How can be confirm we got this?
#we have two fastq files
ls -lh *.fastq
#take a look at the top of the files
less Lib01_R1.fastq
#how many lines are in each fastq file?
wc -l Lib01*.fastq
#look at how many reads there are (note that fastq generally files have 4 lines per read)
expr $(cat Lib01_R1.fastq | wc -l) / 4
expr $(cat Lib01_R2.fastq | wc -l) / 4
Paired end read files should have matching names read for read.
Double-check this is case for your reads
#this can be checked many ways, here is one option:
#search for lines that start with @ symbol (the read definition lines in our fastqs)

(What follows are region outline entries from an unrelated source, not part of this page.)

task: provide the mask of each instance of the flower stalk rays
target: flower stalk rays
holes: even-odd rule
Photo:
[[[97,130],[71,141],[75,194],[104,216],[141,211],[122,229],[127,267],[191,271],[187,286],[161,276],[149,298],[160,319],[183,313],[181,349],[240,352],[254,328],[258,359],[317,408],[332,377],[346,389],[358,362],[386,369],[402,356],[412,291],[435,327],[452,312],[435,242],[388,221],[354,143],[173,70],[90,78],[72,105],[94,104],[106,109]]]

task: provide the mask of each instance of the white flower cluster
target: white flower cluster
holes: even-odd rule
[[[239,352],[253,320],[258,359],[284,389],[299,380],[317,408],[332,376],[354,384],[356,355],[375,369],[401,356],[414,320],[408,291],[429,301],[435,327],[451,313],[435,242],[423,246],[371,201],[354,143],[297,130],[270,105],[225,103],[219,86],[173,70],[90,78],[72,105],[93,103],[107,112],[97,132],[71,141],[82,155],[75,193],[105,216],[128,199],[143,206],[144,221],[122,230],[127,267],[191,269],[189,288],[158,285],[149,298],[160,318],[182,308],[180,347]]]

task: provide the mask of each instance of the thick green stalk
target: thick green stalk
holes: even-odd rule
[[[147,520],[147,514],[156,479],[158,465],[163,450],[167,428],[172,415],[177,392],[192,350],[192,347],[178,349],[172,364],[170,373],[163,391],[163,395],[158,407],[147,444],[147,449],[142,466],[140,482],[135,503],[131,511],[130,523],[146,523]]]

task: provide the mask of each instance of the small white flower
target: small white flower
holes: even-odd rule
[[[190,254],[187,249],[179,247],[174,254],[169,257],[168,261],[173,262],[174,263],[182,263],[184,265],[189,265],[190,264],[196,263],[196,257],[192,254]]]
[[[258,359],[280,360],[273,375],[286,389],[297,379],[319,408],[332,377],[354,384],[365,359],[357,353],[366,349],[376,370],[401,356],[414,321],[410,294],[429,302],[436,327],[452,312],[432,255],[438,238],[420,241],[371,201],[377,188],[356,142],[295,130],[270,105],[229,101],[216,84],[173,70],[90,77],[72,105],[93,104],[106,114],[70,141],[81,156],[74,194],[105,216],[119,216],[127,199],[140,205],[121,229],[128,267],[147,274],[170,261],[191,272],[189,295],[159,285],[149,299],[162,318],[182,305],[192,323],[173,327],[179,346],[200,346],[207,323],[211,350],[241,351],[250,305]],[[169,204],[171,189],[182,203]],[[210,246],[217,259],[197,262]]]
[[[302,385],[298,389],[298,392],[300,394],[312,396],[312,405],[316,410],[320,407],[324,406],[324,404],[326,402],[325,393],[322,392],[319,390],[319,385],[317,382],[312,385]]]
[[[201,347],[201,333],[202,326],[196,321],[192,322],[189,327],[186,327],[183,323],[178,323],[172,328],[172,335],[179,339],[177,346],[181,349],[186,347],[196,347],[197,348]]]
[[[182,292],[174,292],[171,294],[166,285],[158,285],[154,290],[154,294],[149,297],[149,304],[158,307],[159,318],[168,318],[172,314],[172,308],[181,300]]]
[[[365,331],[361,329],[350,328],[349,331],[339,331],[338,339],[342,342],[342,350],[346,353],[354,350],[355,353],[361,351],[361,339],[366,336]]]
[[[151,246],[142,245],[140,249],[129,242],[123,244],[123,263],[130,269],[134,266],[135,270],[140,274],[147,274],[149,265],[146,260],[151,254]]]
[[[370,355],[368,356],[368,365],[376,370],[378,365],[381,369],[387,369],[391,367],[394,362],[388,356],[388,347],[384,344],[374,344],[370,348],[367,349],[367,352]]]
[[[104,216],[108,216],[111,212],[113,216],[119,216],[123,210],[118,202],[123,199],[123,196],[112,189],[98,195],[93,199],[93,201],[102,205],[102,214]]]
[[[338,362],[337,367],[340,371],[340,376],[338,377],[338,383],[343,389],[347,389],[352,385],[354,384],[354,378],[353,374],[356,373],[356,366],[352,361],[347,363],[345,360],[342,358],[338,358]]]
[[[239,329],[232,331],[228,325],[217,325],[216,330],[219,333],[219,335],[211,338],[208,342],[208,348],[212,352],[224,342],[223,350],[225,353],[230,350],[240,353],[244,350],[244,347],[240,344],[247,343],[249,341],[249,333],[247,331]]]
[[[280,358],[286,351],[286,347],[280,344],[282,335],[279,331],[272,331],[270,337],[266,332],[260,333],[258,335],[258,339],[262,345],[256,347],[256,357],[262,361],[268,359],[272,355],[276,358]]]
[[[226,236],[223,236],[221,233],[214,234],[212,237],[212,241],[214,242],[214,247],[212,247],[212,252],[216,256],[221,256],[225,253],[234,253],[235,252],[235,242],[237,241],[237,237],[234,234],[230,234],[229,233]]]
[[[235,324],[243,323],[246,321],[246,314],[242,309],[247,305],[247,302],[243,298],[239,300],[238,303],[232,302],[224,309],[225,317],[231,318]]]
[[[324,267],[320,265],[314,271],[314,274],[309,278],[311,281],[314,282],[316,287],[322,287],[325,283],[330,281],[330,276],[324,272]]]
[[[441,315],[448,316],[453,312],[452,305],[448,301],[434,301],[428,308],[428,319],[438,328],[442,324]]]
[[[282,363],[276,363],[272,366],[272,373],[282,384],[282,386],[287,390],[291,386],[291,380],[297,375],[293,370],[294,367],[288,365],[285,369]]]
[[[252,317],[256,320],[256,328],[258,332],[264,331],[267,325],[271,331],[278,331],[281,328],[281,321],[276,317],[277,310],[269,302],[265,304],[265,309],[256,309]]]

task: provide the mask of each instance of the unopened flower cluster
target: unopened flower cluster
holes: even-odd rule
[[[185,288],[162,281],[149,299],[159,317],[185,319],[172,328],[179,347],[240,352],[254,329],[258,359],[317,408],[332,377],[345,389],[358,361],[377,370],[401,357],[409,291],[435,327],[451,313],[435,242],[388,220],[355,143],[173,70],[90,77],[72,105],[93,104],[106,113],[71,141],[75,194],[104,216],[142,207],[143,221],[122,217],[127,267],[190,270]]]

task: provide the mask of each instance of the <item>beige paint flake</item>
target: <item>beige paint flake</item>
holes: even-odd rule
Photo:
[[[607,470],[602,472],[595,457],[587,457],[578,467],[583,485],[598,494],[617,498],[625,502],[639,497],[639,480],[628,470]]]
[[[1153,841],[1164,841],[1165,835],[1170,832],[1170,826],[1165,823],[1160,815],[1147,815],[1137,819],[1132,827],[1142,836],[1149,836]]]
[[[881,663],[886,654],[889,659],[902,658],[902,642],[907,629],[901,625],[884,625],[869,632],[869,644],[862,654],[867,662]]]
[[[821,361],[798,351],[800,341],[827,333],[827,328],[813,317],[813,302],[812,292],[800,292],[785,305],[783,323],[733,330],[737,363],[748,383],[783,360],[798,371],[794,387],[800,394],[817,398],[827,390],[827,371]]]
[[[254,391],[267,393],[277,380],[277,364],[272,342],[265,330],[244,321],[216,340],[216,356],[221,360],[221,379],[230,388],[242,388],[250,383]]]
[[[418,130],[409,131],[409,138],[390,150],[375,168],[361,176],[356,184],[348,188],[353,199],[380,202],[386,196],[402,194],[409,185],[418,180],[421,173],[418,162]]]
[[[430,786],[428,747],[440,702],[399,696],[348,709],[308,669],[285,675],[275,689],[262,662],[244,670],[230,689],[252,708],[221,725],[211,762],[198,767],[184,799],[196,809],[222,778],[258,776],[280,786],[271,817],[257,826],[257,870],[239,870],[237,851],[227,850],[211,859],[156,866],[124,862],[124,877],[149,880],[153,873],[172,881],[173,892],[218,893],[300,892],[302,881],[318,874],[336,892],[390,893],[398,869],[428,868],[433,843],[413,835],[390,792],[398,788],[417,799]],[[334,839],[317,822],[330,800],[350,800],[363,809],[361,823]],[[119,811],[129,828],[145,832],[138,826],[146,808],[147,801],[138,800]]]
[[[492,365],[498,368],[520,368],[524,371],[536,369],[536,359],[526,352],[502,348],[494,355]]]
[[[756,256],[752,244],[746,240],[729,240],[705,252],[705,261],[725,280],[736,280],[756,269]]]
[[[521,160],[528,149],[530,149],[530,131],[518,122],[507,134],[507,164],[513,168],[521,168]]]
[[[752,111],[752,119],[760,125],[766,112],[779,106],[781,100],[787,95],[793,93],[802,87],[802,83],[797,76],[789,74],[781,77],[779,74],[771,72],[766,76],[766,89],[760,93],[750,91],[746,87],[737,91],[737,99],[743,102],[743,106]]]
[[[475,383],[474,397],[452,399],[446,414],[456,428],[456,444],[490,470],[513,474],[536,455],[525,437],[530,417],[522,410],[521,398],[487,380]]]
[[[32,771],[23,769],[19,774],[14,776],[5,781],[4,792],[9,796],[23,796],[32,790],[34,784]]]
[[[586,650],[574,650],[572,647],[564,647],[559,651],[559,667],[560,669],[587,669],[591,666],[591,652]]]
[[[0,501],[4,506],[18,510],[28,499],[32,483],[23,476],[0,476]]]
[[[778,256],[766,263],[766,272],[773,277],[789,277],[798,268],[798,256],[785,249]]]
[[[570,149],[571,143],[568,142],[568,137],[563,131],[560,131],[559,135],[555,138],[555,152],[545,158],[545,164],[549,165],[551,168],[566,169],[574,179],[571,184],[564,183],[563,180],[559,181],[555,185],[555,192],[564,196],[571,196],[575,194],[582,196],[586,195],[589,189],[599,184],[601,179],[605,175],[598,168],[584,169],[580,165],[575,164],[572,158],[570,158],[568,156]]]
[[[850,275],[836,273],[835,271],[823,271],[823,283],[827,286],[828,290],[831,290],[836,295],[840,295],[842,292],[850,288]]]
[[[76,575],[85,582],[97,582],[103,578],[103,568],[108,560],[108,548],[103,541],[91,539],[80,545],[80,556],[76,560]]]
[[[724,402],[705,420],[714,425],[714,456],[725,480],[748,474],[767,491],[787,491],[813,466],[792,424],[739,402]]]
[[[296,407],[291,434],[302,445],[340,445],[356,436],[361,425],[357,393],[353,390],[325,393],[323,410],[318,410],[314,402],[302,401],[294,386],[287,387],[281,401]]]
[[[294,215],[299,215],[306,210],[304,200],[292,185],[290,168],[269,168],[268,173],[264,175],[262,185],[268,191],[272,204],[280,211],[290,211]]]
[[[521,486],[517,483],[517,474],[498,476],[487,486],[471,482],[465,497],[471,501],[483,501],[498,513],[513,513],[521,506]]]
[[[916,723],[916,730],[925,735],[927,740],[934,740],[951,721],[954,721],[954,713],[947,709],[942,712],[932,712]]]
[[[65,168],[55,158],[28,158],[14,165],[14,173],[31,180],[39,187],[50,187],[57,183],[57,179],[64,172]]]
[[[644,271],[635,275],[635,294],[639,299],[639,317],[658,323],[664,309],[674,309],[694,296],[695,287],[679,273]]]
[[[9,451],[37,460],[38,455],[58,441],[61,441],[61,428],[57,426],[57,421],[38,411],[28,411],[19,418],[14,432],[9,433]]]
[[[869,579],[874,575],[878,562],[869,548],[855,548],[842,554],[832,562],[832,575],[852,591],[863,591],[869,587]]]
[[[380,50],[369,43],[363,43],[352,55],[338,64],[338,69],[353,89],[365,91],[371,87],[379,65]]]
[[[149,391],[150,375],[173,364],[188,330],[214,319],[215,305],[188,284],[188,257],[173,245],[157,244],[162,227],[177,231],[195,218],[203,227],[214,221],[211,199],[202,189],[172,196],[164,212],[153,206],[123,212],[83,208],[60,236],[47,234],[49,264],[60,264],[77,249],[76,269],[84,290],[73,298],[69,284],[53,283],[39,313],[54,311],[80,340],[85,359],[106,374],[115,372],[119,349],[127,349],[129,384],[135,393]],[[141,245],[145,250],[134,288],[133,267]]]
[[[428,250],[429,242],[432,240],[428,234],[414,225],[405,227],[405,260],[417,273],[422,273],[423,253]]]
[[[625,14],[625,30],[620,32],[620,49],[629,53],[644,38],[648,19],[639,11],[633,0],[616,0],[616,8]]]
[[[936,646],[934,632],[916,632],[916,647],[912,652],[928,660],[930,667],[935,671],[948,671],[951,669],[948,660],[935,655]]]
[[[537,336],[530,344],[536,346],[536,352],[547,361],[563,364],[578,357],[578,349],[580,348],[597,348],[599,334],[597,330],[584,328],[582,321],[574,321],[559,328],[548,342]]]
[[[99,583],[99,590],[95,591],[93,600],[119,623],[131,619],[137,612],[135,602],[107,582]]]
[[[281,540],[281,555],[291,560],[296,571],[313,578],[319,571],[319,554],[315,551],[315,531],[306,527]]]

#and save the top 10 of them as a text file.
#Repeat for the R2 reads.
#Then line them up
grep "^@" Lib01_R1.fastq | head > first_10_R1_read_names.txt
grep "^@" Lib01_R2.fastq | head > first_10_R2_read_names.txt
paste first_10_R1_read_names.txt first_10_R2_read_names.txt
What if you wanted to repeat the above solution to check the bottom of the files as well?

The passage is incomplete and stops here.